We accrue an expense for pending litigation when we determine that an unfavorable outcome is probable and the amount of the loss can be reasonably estimated. Legal defense costs are expensed as incurred.  None of our existing accruals for pending matters, after considering insurance coverage, is material. We monitor our pending litigation for the purpose of adjusting our accruals and revising our disclosures accordingly, when required. Litigation is, however, subject to uncertainty, and the outcome of any particular matter is not predictable. We will vigorously defend our interests in pending litigation, and as of this date, we believe that the ultimate resolution of all such matters, after considering insurance coverage or other indemnities to which we are entitled, will not have a material adverse effect on our consolidated financial position, results of operations, or our cash flows. 

 

We sold all of our utility businesses as of April 1, 2004. However, we have retained a potential payment obligation associated with our previous electric utility activities in the State of Vermont. The Vermont Joint Owners (VJO), a consortium of 14 Vermont utilities, including us, entered into a purchase power agreement with Hydro-Quebec in 1987. The agreement contains “step-up” provisions that state if any VJO member defaults on its purchase obligation under the contract to purchase power from Hydro-Quebec, then the other VJO participants will assume responsibility for the defaulting party’s share on a pro-rata basis for the remainder of the agreement (which runs through 2015). Our pro-rata share of the purchase power obligation is 10%. GAAP rules require that we disclose “the maximum potential amount of future payments (undiscounted) the guarantor could be required to make under the guarantee.” GAAP rules also state that we must make such disclosure “…even if the likelihood of the guarantor’s having to make any payments under the guarantee is remote…” As noted above, our obligation would only arise as a result of default by another VJO member, such as upon bankruptcy. Therefore, to satisfy the “maximum potential amount” disclosure requirement we must assume that all other members of the VJO simultaneously default, an unlikely scenario given that all VJO members are regulated utility providers with regulated cost recovery. Despite the remote chance that such an event could occur, or that the State of Vermont could or would allow such an event, assuming that all the other members of the VJO defaulted on November 1, 2015 and remained in default for the duration of the contract (another 2 months), we estimate that our undiscounted purchase obligation through 2015 would be approximately $24 million.

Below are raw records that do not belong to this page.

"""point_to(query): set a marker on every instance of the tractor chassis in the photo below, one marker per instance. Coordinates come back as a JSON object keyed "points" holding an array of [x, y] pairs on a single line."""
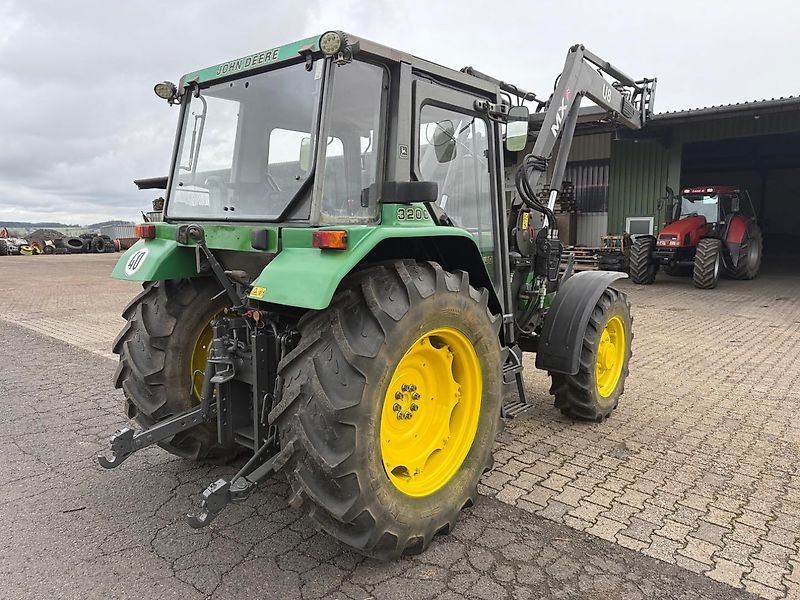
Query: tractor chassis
{"points": [[244, 352], [679, 257]]}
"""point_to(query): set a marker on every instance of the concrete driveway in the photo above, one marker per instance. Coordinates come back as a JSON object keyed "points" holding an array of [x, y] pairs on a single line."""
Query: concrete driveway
{"points": [[690, 490]]}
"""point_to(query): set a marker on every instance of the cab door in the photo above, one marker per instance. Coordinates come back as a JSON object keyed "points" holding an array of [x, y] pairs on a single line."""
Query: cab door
{"points": [[455, 146]]}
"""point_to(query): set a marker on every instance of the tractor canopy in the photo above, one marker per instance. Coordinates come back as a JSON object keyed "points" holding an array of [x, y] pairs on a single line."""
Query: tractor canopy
{"points": [[275, 148]]}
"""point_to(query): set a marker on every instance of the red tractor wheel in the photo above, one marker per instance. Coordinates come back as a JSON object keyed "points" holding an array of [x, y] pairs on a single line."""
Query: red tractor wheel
{"points": [[707, 263], [750, 253], [642, 267]]}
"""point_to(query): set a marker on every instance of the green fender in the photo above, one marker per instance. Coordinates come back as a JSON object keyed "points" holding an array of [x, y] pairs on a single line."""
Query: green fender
{"points": [[156, 260], [307, 277], [165, 258]]}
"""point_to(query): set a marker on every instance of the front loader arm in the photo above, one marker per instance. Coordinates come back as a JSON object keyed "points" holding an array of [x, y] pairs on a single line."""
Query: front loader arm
{"points": [[625, 101]]}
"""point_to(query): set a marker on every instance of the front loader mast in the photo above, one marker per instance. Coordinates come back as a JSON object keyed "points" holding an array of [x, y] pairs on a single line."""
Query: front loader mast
{"points": [[624, 101]]}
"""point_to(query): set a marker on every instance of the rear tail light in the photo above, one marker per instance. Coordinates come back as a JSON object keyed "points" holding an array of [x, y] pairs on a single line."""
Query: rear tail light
{"points": [[330, 239], [145, 231]]}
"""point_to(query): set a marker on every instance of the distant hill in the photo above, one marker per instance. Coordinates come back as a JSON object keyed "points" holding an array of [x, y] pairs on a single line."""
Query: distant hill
{"points": [[109, 223], [28, 225]]}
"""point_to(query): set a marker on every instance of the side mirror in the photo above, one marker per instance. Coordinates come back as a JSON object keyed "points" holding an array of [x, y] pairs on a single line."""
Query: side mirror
{"points": [[305, 154], [517, 129], [444, 141]]}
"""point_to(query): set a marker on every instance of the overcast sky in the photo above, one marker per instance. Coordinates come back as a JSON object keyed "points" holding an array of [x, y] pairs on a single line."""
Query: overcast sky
{"points": [[79, 120]]}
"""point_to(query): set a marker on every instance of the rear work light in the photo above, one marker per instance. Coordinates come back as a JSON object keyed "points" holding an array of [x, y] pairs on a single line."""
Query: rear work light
{"points": [[330, 239], [145, 231]]}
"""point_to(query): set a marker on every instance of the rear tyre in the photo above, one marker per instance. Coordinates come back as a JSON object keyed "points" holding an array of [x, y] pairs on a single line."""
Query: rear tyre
{"points": [[156, 347], [750, 254], [642, 267], [594, 391], [379, 469], [707, 263]]}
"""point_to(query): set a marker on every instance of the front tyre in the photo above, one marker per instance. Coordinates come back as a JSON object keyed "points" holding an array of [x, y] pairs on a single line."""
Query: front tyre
{"points": [[750, 254], [594, 391], [707, 263], [642, 266], [391, 404]]}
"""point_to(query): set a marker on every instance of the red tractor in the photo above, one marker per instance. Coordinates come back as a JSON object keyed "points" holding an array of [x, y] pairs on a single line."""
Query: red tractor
{"points": [[711, 228]]}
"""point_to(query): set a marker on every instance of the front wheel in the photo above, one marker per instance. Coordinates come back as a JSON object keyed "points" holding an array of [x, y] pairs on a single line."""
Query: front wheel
{"points": [[642, 267], [707, 263], [750, 254], [393, 400], [594, 391]]}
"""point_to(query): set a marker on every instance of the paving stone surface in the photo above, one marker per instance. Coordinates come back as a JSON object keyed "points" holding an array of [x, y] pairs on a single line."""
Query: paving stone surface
{"points": [[696, 472]]}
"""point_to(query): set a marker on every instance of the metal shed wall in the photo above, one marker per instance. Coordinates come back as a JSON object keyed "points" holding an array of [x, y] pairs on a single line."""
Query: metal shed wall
{"points": [[719, 129], [641, 169], [640, 172], [590, 147]]}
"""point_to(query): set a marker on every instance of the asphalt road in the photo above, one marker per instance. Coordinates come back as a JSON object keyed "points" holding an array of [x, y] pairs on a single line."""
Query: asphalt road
{"points": [[74, 530]]}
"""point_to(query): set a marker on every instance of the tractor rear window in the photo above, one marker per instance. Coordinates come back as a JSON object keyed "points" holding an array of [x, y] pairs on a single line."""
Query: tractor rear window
{"points": [[246, 147], [704, 206]]}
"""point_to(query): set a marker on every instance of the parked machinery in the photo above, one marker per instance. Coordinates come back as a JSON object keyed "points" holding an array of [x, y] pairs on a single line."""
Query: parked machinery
{"points": [[345, 296], [708, 230]]}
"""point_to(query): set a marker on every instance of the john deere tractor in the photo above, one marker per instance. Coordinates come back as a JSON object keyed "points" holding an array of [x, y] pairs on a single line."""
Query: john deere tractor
{"points": [[353, 260], [710, 229]]}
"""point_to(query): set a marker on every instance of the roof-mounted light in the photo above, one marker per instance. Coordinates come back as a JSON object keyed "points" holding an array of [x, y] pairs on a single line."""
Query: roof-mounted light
{"points": [[332, 43], [166, 90]]}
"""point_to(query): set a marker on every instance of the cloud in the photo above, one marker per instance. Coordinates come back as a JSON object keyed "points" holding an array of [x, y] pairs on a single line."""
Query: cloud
{"points": [[80, 121]]}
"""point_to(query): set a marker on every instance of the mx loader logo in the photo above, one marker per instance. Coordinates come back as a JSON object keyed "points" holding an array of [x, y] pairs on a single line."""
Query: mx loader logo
{"points": [[561, 112]]}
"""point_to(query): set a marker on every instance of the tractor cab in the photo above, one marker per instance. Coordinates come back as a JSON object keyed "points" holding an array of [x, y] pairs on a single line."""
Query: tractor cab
{"points": [[717, 204]]}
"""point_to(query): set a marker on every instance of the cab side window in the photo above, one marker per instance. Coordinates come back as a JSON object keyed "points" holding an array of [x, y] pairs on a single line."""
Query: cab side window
{"points": [[454, 152]]}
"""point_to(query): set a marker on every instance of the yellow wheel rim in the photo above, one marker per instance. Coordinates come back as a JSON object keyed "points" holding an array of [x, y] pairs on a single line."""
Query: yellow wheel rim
{"points": [[200, 356], [430, 412], [610, 356]]}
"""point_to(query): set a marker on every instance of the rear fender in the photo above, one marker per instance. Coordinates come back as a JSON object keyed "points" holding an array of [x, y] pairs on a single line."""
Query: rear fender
{"points": [[156, 260], [737, 229], [305, 277], [562, 333]]}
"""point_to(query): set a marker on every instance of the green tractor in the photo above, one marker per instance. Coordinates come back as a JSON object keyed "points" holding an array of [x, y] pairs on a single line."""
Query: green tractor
{"points": [[352, 261]]}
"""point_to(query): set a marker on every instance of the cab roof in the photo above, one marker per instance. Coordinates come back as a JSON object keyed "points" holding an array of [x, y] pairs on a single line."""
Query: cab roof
{"points": [[711, 189], [294, 51]]}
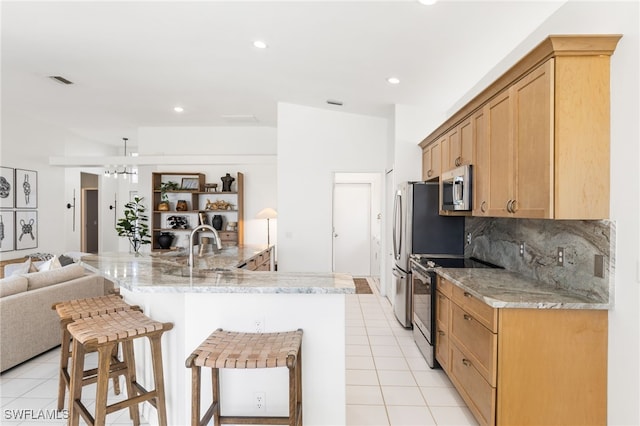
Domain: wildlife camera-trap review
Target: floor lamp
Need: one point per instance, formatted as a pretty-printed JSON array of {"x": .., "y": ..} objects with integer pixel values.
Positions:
[{"x": 267, "y": 213}]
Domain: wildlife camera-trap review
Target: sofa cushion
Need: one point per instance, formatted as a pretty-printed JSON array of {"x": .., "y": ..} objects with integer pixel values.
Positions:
[
  {"x": 45, "y": 278},
  {"x": 17, "y": 268},
  {"x": 13, "y": 285}
]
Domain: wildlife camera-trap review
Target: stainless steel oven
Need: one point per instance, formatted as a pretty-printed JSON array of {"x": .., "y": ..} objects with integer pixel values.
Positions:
[{"x": 423, "y": 283}]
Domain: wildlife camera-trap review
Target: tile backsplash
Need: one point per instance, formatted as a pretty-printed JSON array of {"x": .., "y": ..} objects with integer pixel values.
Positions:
[{"x": 498, "y": 240}]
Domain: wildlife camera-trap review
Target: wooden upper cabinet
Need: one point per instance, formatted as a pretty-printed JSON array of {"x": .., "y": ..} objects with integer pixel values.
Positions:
[
  {"x": 517, "y": 157},
  {"x": 431, "y": 161},
  {"x": 539, "y": 134},
  {"x": 457, "y": 146}
]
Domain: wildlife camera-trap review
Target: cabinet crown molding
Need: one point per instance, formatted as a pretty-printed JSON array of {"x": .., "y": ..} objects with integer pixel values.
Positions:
[{"x": 552, "y": 46}]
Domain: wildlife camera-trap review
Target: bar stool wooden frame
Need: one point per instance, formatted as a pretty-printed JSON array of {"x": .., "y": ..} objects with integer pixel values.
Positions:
[
  {"x": 71, "y": 310},
  {"x": 225, "y": 349},
  {"x": 102, "y": 334}
]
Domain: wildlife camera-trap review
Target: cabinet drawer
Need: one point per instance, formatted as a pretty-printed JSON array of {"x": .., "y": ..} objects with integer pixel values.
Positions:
[
  {"x": 442, "y": 345},
  {"x": 442, "y": 309},
  {"x": 478, "y": 342},
  {"x": 444, "y": 286},
  {"x": 476, "y": 391},
  {"x": 480, "y": 310}
]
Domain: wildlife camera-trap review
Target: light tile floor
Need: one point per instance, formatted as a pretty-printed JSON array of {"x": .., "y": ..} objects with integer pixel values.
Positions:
[{"x": 388, "y": 381}]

In such a scenario, Frontier would then own the power and could seek to recover its costs.  We would do this by seeking to recover our costs from the defaulting members and/or reselling the power to other utility providers or the northeast power grid. There is an active market for the sale of power.  We could potentially lose money if we were unable to sell the power at cost. We caution that we cannot predict with any degree of certainty any potential outcome.